The Kiron certainly gets lots of praise, but I won't buy on line. I'd almost convinced myself on either the Trek 1.7 or Giant Defy 1. Both aluminum frames with Carbon forks and shimano 105 bit and pieces. I did'nt like the ride of Specialized plus it doesn't have eyes for guards, light weight rack

Then I was recommended a Wilier La Triestina. An absolutely fab looking bike but with no reviews.

SO i'm in the same boat as you. I'll probably go with the Wilier.

Also don't worry about the Cyclescheme. The bikes yours once you've paid the last installment. Well worth thinking about. Around 45% saving on tax and the rest paid over 12 months interest free. The Wilier will be my second scheme bike


----------



## Chrissymx (14 Dec 2008)

That Wilier is a fantastic looking bike! Maybe that will be one to put onto my list to look into...

Are you sure the bike is all yours at the end? If that is the case, I will put this cycle to work idea forward to the managing director of my firm.

Thanks Chris


----------



## John Ponting (14 Dec 2008)

My employer doesn't participate so I'm speaking rom little knowledge but ...


I thought that the bike was the employer's property at the end and you could buy it for a (normally nominal) previously agreed amount. Something to do with credit broking licence regulations.

I could easily be sooooo wrong.

This link may work

http://www.dft.gov.uk/pgr/sustainable/cycling/cycletoworkschemeimplementat5732?page=1#a1013


----------



## Chrissymx (14 Dec 2008)

This is were i am reading from.

http://www.cyclescheme.co.uk/employee,faqs.htm

6 Headings down...


----------



## HF2300 (15 Dec 2008)

John Ponting said:


> I thought that the bike was the employer's property at the end and you could buy it for a (normally nominal) previously agreed amount. Something to do with credit broking licence regulations.



You're right and it's to do with the scheme having to be a hire rather than a hire purchase so that you get the tax saving.

In practice, though, it's in no-one's interest for the employer to keep the bike, so there's no problem.
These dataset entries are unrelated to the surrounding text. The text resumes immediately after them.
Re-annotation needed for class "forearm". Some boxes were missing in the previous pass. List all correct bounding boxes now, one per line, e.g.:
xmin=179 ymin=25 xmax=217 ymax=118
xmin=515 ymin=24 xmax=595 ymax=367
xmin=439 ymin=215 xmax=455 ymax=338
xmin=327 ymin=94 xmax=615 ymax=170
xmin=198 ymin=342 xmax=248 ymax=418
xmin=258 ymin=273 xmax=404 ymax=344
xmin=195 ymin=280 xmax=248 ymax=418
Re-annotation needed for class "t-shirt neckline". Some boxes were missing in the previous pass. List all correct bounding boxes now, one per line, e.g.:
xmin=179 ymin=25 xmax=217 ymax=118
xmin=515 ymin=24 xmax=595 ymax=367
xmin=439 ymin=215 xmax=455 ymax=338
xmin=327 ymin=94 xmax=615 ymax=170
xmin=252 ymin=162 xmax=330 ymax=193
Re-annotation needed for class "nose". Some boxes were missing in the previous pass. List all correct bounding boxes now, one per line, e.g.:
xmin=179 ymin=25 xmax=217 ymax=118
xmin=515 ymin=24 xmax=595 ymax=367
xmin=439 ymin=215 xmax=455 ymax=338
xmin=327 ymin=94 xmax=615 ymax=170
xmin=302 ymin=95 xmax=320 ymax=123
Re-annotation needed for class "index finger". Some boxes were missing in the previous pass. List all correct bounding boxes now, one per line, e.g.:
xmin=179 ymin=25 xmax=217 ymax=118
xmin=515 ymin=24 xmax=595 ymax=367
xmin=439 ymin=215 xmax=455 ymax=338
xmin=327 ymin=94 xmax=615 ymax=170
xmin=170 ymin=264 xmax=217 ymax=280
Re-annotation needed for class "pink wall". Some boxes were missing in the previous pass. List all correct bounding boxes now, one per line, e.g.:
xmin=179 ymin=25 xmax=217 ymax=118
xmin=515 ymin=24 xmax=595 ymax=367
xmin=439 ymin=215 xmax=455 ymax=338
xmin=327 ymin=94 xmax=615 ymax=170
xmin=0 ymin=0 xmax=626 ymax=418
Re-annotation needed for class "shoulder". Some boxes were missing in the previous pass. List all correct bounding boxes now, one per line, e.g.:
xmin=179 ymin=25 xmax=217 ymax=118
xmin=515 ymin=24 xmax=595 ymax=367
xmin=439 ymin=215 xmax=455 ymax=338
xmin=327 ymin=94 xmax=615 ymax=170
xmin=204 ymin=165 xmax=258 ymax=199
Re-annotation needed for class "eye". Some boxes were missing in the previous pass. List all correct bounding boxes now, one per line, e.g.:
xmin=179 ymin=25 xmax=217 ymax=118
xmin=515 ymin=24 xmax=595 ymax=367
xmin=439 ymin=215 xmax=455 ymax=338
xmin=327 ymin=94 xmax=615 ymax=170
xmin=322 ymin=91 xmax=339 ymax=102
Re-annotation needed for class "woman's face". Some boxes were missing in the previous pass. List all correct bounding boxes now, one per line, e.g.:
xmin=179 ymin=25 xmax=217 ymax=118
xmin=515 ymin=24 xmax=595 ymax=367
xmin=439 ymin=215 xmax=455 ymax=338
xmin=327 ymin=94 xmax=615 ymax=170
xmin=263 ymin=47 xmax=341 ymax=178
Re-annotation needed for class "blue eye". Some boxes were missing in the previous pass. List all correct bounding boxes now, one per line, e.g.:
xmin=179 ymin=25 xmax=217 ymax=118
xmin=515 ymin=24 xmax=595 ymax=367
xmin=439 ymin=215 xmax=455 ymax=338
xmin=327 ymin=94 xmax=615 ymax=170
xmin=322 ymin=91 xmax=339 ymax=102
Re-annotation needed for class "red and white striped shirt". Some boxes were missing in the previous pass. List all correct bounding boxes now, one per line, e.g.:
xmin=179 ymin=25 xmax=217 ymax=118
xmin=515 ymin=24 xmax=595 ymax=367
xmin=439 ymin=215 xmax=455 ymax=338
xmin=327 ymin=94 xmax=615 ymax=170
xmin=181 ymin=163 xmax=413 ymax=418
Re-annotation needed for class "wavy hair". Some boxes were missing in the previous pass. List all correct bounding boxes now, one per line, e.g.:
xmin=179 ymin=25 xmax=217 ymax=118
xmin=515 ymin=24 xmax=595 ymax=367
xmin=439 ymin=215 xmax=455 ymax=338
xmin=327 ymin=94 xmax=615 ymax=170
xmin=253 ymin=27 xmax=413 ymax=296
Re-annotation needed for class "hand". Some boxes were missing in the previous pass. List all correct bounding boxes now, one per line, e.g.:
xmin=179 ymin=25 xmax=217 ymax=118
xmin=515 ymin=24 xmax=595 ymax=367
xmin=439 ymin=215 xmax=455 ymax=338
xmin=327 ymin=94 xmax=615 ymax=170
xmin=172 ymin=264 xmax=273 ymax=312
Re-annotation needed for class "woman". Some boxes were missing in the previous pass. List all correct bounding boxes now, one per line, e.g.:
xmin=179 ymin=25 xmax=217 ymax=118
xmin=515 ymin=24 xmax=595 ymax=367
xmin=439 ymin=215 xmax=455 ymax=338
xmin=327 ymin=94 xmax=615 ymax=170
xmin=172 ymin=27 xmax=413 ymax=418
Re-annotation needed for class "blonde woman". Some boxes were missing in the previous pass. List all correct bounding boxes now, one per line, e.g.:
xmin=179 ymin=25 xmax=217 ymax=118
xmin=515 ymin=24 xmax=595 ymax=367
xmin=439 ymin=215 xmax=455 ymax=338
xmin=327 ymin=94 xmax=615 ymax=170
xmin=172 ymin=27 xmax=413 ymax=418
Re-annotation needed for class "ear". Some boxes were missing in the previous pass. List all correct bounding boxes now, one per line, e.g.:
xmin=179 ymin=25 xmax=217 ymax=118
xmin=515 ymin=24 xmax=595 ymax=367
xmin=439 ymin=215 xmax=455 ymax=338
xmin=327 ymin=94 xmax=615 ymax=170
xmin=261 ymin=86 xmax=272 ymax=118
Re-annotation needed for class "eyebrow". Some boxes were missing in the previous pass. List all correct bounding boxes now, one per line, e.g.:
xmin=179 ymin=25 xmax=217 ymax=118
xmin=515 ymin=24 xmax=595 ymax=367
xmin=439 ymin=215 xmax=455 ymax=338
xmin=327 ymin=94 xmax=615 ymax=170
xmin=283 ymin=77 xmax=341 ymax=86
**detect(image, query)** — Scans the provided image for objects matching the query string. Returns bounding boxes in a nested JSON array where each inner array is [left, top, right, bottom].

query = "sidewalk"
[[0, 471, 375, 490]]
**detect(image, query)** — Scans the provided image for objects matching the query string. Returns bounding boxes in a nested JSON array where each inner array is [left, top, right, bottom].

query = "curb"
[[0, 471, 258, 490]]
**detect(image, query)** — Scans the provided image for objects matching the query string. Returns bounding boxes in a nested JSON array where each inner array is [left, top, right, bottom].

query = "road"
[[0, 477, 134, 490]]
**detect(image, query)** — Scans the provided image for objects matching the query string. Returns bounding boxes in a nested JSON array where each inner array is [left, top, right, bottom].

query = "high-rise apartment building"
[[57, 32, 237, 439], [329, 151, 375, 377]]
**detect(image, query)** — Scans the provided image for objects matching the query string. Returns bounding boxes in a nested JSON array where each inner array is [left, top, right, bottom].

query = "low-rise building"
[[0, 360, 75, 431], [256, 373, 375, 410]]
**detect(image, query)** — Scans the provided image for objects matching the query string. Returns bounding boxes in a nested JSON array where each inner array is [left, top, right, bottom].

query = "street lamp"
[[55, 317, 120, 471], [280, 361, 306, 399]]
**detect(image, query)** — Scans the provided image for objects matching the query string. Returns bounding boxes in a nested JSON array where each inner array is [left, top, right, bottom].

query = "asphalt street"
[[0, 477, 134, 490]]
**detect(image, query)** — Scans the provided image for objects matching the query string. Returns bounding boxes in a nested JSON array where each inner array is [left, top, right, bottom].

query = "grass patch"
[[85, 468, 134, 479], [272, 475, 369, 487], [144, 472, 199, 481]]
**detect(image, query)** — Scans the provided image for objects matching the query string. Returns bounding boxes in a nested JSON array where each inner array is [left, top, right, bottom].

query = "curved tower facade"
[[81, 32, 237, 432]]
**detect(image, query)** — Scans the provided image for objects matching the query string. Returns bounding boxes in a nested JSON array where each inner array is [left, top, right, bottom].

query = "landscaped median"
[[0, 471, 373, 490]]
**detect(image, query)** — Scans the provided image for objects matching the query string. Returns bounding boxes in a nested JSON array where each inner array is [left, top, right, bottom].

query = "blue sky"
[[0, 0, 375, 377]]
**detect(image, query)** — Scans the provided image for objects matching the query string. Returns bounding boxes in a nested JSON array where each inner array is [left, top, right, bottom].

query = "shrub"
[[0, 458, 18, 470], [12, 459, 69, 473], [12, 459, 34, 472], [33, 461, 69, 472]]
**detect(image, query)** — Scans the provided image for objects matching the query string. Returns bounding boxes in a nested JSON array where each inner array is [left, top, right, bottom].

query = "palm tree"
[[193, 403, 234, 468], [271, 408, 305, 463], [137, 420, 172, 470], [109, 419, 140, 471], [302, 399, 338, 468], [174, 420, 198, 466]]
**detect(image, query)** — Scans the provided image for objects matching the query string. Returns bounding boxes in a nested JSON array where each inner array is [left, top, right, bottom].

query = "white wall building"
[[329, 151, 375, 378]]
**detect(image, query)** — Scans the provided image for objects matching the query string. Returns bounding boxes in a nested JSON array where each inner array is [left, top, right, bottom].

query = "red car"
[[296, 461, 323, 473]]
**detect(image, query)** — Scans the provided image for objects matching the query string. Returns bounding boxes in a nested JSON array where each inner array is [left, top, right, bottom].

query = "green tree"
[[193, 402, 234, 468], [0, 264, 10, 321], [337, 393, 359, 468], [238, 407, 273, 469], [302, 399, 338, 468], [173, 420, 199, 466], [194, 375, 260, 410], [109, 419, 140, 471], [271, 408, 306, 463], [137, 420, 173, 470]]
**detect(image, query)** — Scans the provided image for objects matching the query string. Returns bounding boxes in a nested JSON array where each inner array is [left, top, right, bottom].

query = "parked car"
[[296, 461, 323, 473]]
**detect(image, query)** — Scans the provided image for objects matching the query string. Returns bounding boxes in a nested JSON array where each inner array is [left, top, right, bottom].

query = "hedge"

You'd usually pay a nominal sum.


----------



## yorkshiregoth (15 Dec 2008)

I got my fixie through C2W and after 10 months and a nominal payment of £16 the bike was mine.


----------



## JamesM (15 Dec 2008)

You can't legally agree the fee up front as that would make it hire-purchase.


----------



## pinkkaz (15 Dec 2008)

Yes, they have to write that that it's a hire scheme to get it tax free, but I've never heard of anyone who didn't get to keep the bike at the end of the year.


----------



## Sully (15 Dec 2008)

Hi all, I was in the same postion with a grand to spend, I found a Wilier Tristina Thor for £999 with camp accesories, Ive not got it yet but think I should be well chuffed with a full carbon frame made by a company of Wilier's stature with campagnola gear set etc, not so sure about the looks of it but Im not gonna be able to see it when im riding it


----------



## jayce (16 Dec 2008)

have alook at a dolan i got 1 . wiggle got the focus all great bikes its down to what you fancy


----------



## iwf (18 Dec 2008)

Having now completed my quest for a new £1k bike I've ordered a Condor Fratello ( in yellow!)

http://www.condorcycles.com/fratello.html

In the end the allure of a steel frame and something slightly different was too much. Such a comfortable ride too.

So goodbye to endless web searches, agonizing over the web vs LBS and Carbon vs aluminum choices and hello to groupset wheel and tyre choices.

Sadly it won't be built until early Feb so plenty of time to worry about the minor things

thanks to everyone who answered my silly questions.

Roll on Feb!


----------



## Tynan (19 Dec 2008)

If my memory serves me, the price if up by £50 since the start of the year and the Xenon option has gone, leaving the penny conscious buyer with only the Sora option


----------



## skwerl (19 Dec 2008)

iwf said:


> Having now completed my quest for a new £1k bike I've ordered a Condor Fratello ( in yellow!)
> 
> http://www.condorcycles.com/fratello.html
> 
> ...



Good man. I'm planning to get one (most liklely in boring grey) when our scheme re-opens in March. Sounds like I should order well in advance. Was planning on an Ultegra SL with hand-built wheels (Open Pro on SL hubs probably)


----------



## Sully (19 Dec 2008)

Hi all, Im picking me new bike up tommorrow, getting really excited now, sad I know, but my first road bike ever and my first bike in over 20Yrs Ive got very little in terms of gear...infact I aint got nothing ! I need to buy all the gear you ? as you know mines a Wilier Triestina Thor are you gonna get yellow kit ta go with ya new bike?


----------